Front. Oncol., 11 May 2015 | https://doi.org/10.3389/fonc.2015.00112

Pazopanib-induced alopecia, an underestimated toxicity?

imageAndrea Biondo, imageHelen Alexander, imageKomel Khabra, imageLisa Pickering, imageMartin Gore and imageJames Larkin*
  • Royal Marsden Hospital, London, UK

Pazopanib and sunitinib are treatment options for metastatic renal cell cancer (mRCC), with similar efficacy, and minor differences in their toxicity profile. Our experience has suggested that pazopanib-induced alopecia may be a potentially significant but previously under-reported toxicity.
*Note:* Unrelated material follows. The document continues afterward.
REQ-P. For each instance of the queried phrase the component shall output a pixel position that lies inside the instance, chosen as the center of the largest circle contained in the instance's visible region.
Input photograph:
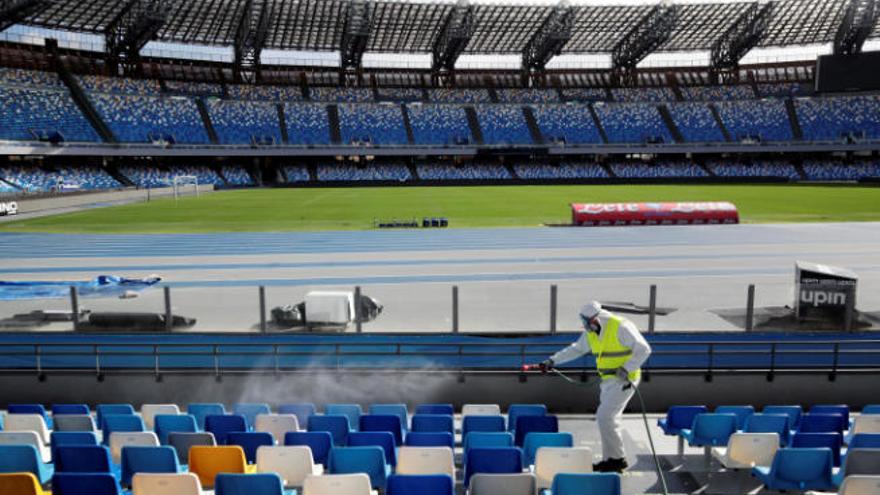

For this reason, we performed a retrospective review of the clinical records of all patients with mRCC treated with pazopanib at the Royal Marsden Hospital from European licensing until June 2013, and all patients treated with sunitinib over the same period. We found that 36 patients with mRCC were treated with pazopanib and 85 patients with sunitinib. Four of the 36 (11%) patients treated with pazopanib developed alopecia severe enough to warrant a wig versus none of 85 patients treated with sunitinib (p = 0.007). In conclusion, grade 2 pazopanib-induced alopecia was reported at significantly higher rates when compared to sunitinib-induced alopecia. Hence, in our view, patients should be informed about this potential toxicity when discussing the treatment options for mRCC.

Introduction

Pazopanib and sunitinib are both approved first line treatments for metastatic renal cell cancer (mRCC) (1). They appear to have similar efficacy, with minor differences in their toxicity profile (2, 3). In the PISCES study, a randomized double-blind cross-over trial, patients showed a preference for pazopanib because of less fatigue and better overall quality of life. The COMPARZ study, a randomized open-label trial of pazopanib versus sunitinib in the first line treatment of mRCC, showed non-inferiority of progression-free survival (PFS) with pazopanib and favored its quality of life and safety profiles. In current clinical practice, the choice of treatment is at the discretion of the treating physician and patient.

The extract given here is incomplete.